Comment faire si on n’a pas d’autre choix que de demander à un salarié de se servir de ses outils personnels pour effectuer son travail ? Une demande tout de même risquée tant la pratique reste occulte.

Nous nous sommes penchés la semaine dernière sur le BYOD, c’est-à-dire quand le salarié se sert de ses outils personnels pour effectuer son travail, pour alerter sur la prise de risque réalisée par l’employeur dans ce genre de cas et inviter l’employeur à fournir les équipements de travail. Nous allons voir aujourd’hui comment faire si on n’a pas d’autre choix que d’en passer par là.

Rappelons nos exemples. Un technicien vidéo / monteur salarié utilise sa propre caméra et monte la vidéo sur son ordinateur personnel. Un studio de cinéma emploie une figurante pour un rôle d’agent de police et elle vient au volant de sa propre voiture de police pour tourner des scènes. Un musicien arrive dans la fosse de l’orchestre avec son propre violon.

Pour encadrer cette pratique du BYOD, il faut l’écrire noir sur blanc. D’abord dans le règlement intérieur, en précisant que les salariés ne doivent utiliser que le matériel qui leur est fourni et pas un autre, sauf dérogation contractuelle. Il s’agit de se prémunir.

Il faut donc aussi rédiger la clause appropriée dans le contrat. Il paraît illégal d’inscrire dans le contrat une obligation pour le salarié d’apporter son matériel. On doit néanmoins considérer le cas où le fait d’apporter son propre matériel relèverait d’un usage. Les professionnels ne peuvent que remarquer qu’il est d’usage pour un musicien que de venir avec son propre instrument. Alors, dans ce cas, le minimum sera d’indiquer dans le contrat que l’employeur a mis du matériel à disposition du salarié mais que celui-ci préfère utiliser son propre matériel.

Il faut le préciser dans le contrat qui assure le matériel en cas de dommage à celui-ci. Côté employeur, aucun assureur n’acceptera d’assurer à l’aveugle les risques d’un matériel inconnu. Côté salarié, il faut que celui-ci trouve un assureur qui accepte d’indemniser le salarié en cas d’utilisation de son matériel hors cadre privé. Il en coûtera certainement une surprime, laquelle pourra être remboursée en tout ou partie par l’employeur.

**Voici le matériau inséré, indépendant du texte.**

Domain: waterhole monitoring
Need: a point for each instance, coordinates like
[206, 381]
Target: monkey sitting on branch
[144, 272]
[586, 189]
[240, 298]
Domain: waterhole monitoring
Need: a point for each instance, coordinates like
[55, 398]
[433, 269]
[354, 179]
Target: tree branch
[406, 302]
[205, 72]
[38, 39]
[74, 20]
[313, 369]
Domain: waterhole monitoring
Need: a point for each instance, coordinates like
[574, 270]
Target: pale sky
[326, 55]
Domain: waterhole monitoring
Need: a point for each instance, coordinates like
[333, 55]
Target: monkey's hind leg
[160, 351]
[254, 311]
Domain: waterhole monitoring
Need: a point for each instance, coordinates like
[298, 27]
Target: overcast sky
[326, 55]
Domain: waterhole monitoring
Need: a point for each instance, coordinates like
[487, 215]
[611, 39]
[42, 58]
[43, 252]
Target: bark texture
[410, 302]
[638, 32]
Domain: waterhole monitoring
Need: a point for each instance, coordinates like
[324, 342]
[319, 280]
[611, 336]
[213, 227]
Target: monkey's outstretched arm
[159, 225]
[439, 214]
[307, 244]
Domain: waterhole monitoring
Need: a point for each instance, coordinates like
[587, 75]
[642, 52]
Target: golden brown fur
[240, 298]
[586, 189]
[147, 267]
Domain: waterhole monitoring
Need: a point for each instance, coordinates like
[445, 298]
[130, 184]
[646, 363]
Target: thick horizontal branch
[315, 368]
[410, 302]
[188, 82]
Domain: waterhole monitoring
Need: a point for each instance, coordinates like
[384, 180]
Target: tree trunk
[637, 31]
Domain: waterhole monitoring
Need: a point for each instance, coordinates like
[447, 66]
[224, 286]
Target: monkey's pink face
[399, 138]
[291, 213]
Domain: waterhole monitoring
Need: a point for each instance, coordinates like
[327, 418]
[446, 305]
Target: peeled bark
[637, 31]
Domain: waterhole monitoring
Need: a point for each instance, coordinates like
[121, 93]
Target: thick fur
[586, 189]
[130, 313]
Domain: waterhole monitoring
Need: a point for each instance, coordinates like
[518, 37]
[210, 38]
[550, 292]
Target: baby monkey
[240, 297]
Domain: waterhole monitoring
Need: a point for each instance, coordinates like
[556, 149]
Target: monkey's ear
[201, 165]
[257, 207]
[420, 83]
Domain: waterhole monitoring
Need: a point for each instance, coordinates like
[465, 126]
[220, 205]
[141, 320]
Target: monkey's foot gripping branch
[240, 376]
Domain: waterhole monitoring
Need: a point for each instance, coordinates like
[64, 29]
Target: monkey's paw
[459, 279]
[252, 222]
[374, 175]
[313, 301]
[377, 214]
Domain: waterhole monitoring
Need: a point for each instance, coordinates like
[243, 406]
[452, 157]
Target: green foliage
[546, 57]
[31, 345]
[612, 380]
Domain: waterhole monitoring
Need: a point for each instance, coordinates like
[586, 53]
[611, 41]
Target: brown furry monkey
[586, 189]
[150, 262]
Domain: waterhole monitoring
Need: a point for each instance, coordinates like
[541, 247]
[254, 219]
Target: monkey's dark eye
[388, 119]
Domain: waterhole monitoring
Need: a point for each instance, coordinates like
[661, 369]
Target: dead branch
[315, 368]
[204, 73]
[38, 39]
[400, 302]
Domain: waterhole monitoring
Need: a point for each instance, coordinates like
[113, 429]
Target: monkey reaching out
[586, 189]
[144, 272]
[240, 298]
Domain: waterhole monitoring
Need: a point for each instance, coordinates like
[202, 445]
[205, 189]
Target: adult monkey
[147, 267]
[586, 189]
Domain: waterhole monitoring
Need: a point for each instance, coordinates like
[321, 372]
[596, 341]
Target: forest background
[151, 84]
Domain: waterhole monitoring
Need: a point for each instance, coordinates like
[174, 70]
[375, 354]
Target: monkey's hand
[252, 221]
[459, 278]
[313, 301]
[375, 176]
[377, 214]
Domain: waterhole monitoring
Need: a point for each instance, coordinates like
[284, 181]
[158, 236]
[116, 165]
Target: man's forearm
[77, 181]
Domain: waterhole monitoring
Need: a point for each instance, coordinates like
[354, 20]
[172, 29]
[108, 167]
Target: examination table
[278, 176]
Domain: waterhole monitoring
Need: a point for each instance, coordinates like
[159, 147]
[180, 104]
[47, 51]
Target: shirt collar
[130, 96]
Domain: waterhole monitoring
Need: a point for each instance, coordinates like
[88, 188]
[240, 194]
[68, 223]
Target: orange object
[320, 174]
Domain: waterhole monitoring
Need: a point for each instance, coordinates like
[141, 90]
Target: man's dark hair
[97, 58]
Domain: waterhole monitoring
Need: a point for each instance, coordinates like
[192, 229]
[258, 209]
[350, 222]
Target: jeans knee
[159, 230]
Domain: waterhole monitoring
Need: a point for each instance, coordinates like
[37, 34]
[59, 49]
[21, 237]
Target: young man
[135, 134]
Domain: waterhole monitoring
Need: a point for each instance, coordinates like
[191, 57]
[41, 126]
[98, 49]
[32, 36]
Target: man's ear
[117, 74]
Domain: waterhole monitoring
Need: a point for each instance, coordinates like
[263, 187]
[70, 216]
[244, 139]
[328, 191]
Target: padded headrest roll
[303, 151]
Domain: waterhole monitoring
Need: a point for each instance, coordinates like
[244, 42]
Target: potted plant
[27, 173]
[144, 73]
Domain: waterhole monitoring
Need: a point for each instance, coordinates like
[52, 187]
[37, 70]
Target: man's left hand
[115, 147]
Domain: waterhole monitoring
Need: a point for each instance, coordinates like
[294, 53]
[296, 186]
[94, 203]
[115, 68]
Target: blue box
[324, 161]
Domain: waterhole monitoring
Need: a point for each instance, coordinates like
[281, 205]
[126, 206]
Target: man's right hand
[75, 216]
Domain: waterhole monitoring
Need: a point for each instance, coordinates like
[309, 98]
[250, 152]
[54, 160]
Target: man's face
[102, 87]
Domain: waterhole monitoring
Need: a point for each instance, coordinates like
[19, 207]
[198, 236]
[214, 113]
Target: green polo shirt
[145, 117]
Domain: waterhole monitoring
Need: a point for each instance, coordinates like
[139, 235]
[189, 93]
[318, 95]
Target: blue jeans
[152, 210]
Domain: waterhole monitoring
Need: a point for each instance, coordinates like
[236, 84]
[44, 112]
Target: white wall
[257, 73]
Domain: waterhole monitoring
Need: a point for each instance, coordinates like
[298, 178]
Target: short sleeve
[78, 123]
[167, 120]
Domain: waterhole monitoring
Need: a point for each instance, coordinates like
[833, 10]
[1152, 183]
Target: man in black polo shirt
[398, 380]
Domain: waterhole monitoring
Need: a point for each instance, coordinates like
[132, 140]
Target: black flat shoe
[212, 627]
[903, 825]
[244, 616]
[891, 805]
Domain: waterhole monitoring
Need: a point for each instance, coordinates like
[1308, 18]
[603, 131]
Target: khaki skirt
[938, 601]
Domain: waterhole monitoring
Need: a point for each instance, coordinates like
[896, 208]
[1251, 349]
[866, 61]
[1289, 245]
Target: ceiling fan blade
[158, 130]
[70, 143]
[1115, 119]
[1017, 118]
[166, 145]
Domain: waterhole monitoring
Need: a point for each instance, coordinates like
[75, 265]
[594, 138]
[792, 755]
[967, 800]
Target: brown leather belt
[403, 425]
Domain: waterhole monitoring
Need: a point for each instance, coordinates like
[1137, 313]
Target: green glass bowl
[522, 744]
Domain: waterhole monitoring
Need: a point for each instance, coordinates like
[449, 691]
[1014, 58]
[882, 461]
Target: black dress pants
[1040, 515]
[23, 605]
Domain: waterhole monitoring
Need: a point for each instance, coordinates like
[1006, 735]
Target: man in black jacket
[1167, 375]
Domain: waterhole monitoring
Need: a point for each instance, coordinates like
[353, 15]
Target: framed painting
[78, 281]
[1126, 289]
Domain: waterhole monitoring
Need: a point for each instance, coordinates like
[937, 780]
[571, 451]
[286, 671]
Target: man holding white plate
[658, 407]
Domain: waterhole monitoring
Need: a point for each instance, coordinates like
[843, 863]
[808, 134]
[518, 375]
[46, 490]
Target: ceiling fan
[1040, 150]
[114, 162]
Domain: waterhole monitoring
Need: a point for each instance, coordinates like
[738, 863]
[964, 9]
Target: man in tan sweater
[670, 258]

Et comment traiter la question en matière de paye ? La rémunération du salarié se rapporte à la valeur de son travail et n’inclut donc pas l’apport de son matériel. Augmenter son niveau de rémunération n’est donc pas une solution.

Peut-on considérer qu’il s’agit de frais professionnels ? L’exercice est périlleux, notamment vis-à-vis de l’URSSAF. En cas de remboursement sous forme d’allocations forfaitaires, il sera difficile, voire impossible, d’apporter la preuve de l’utilisation des indemnités conformément à leur objet puisque l’employeur ne recueille pas de pièces justificatives et donc, étant hors cadre des forfaits prévus à l’arrêté du 20 décembre 2002, le risque de réintégration dans l’assiette des prélèvements est important. Il faudra préférer le remboursement réel mais il faut alors demander au salarié a minima la facture d’achat du matériel et prévoir dans le contrat de travail la méthode d’amortissement utilisée. Sera-ce suffisant en cas de contrôle ?

On peut aussi envisager de verser par exemple une prime d’outillage au salarié mais il ne s’agira nullement d’un remboursement de frais professionnels. Les charges sociales s’appliqueront mais au moins vous maîtrisez ce que vous faites.

Peut-on envisager de sortir du contrat de travail ? La figurante pourrait louer sa patrouilleuse. Il y a néanmoins des conséquences fiscales car les revenus générés par la location doivent alors être déclarés et peuvent déclencher un impôt. Il faudra également que la comédienne établisse une attestation pour que l’employeur puisse intégrer la dépense dans sa comptabilité. C’est un mélange des genres qui peut soulever des difficultés.

Dans tous les cas, l’employeur doit exiger de voir le matériel en amont afin de s’assurer de l’absence de dangerosité de celui-ci car c’est sur l’employeur que pèse l’obligation de santé et sécurité au travail.

Même quand on souhaite l’encadrer, le recours au BYOD n’est pas sans risque car la pratique reste occulte, ce qui ne permet pas de dégager des règles claires en la matière.